In cold-blooded animals the midbrain is much more prominent… the tectum receives visual and other sensory input and tectal neurons project to the spinal cord, where they snapse onto motor neurons. In higher mammals sensory processing, sensory-motor integration, and the initiation of motor activity are in the cerebral cortex. The midbrain and tectum in the mammal mediate noncortical visual reflexes like pupillary and eye movements. In higher mammals the tectum also helps to coordinate head and eye movements. This is particularly interesting to us. It is an example of processing which we simply don’t consciously control – are these structures as amenable to change as visual structures in the cerebral cortex? How relevant are they to vision rehabilitation? How much emphasis ought to be placed on training at this level (eye movement)? We already have many designs for experiences at this level.
The medulla links the spinal cord to the brain – sensory neurons ascending, and motor neurons descending. Half of the cranial nerves enter the brain in the medulla.
The hypothalamus mostly regulate basic drives and acts such as eating, drinking, body temperature, and sexual activity. Lesions in the hypothalamus, or stimulation of parts of it, can lead to irritability or even aggressive behaviour, or placidity. The hypothalamus also regulates the pituitary gland, which in turn releases hormones regulating other glands in the body. Hypothalamcic nuclei, along with nuclei in the medulla, help to regulate… the pupil of the eye. I see an interesting map of visual function is needed!

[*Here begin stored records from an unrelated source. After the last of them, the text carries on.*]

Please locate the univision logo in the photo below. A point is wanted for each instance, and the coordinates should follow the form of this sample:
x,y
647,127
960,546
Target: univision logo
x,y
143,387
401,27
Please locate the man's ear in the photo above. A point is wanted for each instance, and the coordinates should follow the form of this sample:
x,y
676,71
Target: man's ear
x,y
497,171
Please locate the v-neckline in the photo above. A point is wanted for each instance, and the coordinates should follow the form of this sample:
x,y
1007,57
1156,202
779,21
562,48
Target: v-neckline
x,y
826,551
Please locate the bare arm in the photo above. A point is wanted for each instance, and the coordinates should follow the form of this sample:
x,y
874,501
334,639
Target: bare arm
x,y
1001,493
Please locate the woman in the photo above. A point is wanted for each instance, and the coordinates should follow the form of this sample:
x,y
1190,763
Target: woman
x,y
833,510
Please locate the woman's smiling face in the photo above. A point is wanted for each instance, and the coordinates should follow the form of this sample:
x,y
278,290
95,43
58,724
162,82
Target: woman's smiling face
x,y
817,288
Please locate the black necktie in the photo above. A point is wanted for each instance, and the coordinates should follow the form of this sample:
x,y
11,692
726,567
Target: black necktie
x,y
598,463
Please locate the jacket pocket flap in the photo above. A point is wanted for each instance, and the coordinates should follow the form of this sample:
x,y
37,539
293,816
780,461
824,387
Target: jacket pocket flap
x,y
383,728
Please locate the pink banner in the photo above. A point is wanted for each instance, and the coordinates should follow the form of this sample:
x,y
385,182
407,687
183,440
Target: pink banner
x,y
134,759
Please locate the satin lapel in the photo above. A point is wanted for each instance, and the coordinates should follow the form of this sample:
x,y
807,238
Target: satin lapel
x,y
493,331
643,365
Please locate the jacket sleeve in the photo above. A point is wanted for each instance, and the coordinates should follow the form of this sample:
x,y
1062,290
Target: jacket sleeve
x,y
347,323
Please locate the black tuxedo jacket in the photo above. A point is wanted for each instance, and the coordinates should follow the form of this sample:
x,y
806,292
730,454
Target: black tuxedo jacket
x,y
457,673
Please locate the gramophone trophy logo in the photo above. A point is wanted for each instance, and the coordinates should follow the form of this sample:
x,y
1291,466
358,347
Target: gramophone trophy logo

The cerebellum coordinates and integrates motor activity (although it doesn’t issue the higher level commands saying what needs to happen, it does analyse the various inputs from the senses, integrating them, and sending signals to the motor neurons to accomplish smooth movements. Lesions of the cerebellum typically result in jerky, uncoordinated movements. Movement initiation may be delayed, or movements may be exaggerated or inadequate. The cerebellum is also responsible for the learning and memory of motor tasks, such as riding a bicycle. Thus , cerebellar lesions can also interfere with learning and remembering motor skills. How relevant is this to low motility in some patients who have strabismus? The eye movements are jerky, inaccurate… is this the area of the brain that we would be targeting for refining muscular control over eyes which have been semi-dormant for many years?
The thalmus has numerous nuclei whose role is to relay sensory information to the cerebral cortex…. the lateral geniculate nucleus, for example, transmits visual information to the cortex. Most optic nerve axons terminate in this nucleus, and the neurons in the lateral geniculate nucleus then project to the area of the cortex that processes visual information. This is, AFAIK, the location at which the optical nerve synapses are inhibited – resulting in amblyopia.
The central (foveal) region of the retina, which mediates high-acuity vision, encompasses a large proportion of the primary visual area in the central cortex.